葉祈痕見蔣念並沒有怎麽在意自己,眉宇間倏地有了些戾氣,但又很快化回溫柔,等蔣念思考完。

蔣念理了理情緒,覺得還是去看看為好,便忽略了面前的葉祈痕,自顧自地往前走。這種路人甲實在不應該摻和進來。本來劇情就已經夠亂了,要是再加一個不認識的人進來得成什麽樣?

葉祈痕的臉色更加不好看了,抓住蔣念的手腕,只是表面上維持著溫和的外殼:“小姐,你想去哪兒啊?要不我陪你去吧?”其實這話已經有點咬牙切齒了,聽著更像是在威脅。

蔣念轉回頭,深深看了他一眼,然後有些遺憾地說道:“對不起,這和你沒什麽關系。我自己去解決就好了。謝謝你。”然後頭也不回地離開茶館。
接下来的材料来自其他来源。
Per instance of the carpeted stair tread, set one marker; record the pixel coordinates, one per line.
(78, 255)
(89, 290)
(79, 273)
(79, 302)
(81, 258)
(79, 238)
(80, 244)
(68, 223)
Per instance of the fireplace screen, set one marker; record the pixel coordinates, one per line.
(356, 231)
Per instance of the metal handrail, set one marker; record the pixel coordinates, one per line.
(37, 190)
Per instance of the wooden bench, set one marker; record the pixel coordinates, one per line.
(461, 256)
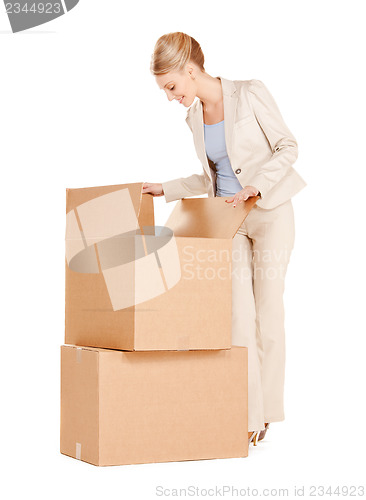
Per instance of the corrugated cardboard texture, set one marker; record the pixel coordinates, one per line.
(211, 218)
(80, 402)
(154, 406)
葉祈痕望著蔣念的背影,瞳孔黑得深不見底。他偏了偏頭,笑容十分怪異。又將右手食指拇指搓了搓,然後伸進嘴裏淺淺地舔了舔,感受剛才蔣念手腕上留下的溫度,神態有一種十分狎昵的味道,眼中全是*。

------題外話------

。。。。。。。劇情發展,馬力全開

三十六章 瀝莣花

等到蔣念重新回到蘭家的時候門口的守衛卻比剛才的還要更多了,她想了想,在第九城自己只有紫芒幻師的幻力,被抓了很容易走不出去。而且原本女主的計劃應該還有三個多月,如今提前很多,自己也不知道能不能幫上什麽忙。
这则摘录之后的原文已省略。